Полемикой с иезуитами, заимствованием картезианских идей, а главное — популярностью среди образованной публики янсенисты навлекли на себя гонения со стороны папского престола и королевских властей, но это не привело к утрате влияния на французскую интеллектуальную элиту эпохи Просвещения, включая ту ее часть, которая обеспечила подъем французской экономической мысли. Впрочем, по выражению Вайнера, «Просвещению для восприятия янсенистской доктрины потребовалось немногим больше, чем проигнорировать ее субъективную мораль» (Viner, 1978. Р. 140). Такая тенденция наметилась уже на рубеже XVII и XVIII вв. в работах Пьера де Буагильбера, который воспринял у янсенистов и идею равновесия, и идею его хрупкости, придав им экономическое содержание. Речь у него шла о конкурентном рынке, где равновесие так же неустойчиво, как на кончике шпаги. Потому его поддержание — перед лицом «жадности торговца... готового пожертвовать всем во имя своих интересов», — по-прежнему не мыслилось без участия высшей силы (Faccarello, 1999. Р. 99).
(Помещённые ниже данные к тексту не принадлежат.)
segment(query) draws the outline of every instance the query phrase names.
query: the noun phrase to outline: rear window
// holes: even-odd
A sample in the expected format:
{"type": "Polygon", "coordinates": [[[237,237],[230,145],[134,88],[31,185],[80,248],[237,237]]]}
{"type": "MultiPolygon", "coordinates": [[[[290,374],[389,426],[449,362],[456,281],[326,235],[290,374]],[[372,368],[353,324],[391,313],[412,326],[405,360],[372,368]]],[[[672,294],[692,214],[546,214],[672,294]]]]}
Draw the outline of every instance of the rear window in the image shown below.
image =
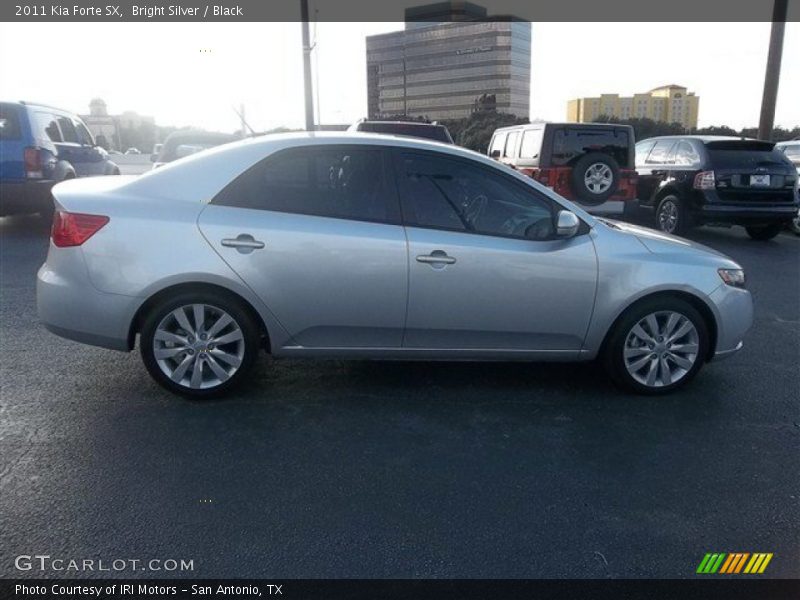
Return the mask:
{"type": "Polygon", "coordinates": [[[35,124],[34,135],[39,141],[61,142],[61,130],[58,128],[56,116],[46,112],[33,113],[35,124]]]}
{"type": "Polygon", "coordinates": [[[800,158],[800,144],[781,146],[783,153],[789,158],[800,158]]]}
{"type": "Polygon", "coordinates": [[[542,146],[542,130],[526,129],[522,134],[522,146],[519,149],[520,158],[539,158],[539,149],[542,146]]]}
{"type": "Polygon", "coordinates": [[[590,152],[610,154],[621,167],[630,167],[632,140],[625,129],[565,127],[553,136],[552,162],[563,166],[590,152]]]}
{"type": "Polygon", "coordinates": [[[419,123],[381,123],[368,122],[359,125],[359,131],[370,133],[388,133],[391,135],[409,135],[411,137],[434,140],[436,142],[453,143],[450,132],[444,125],[425,125],[419,123]]]}
{"type": "Polygon", "coordinates": [[[14,106],[0,104],[0,140],[18,140],[22,137],[19,111],[14,106]]]}
{"type": "Polygon", "coordinates": [[[730,140],[706,144],[711,164],[715,167],[754,167],[786,164],[787,158],[771,142],[730,140]]]}
{"type": "Polygon", "coordinates": [[[494,134],[494,137],[492,138],[492,143],[489,146],[489,156],[491,156],[492,153],[494,153],[495,150],[497,152],[499,152],[500,155],[502,156],[503,148],[505,148],[505,146],[506,146],[506,138],[507,137],[508,137],[508,134],[506,132],[495,133],[494,134]]]}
Позже, в середине XVIII в., влияние идей янсенизма прослеживается в деятельности интеллектуального круга Венсана де Гурнэ, включая его виднейшего представителя Жака Тюрго (см: Grain, 2014).

В протестантской Европе в роли главного связующего звена между средневековой схоластической традицией и обществоведческой мыслью Нового времени выступила школа нового естественного права, ставшая для общественных наук «открытием себя», по выражению Шумпетера, ибо именно в ее рамках сформировалось «представление о наборе взаимосвязанных явлений как основание для постановки „проблем"» (Шумпетер, 1954/ 2001. С. 136). Решающий шаг, отделивший эту школу «светских схоластов» (еще один термин Шумпетера) от средневековых предшественников, — заслуга Томаса Гоббса (Bobbio, 1993. Р. 150 — 154), чье творчество неразрывно связано с научной революцией. Вдохновленный примерами Коперника, Галилея и Гарвея, он надеялся применить их метод в политической (civil) философии (см.: Гоббс, 1651/1989. С. 67-68).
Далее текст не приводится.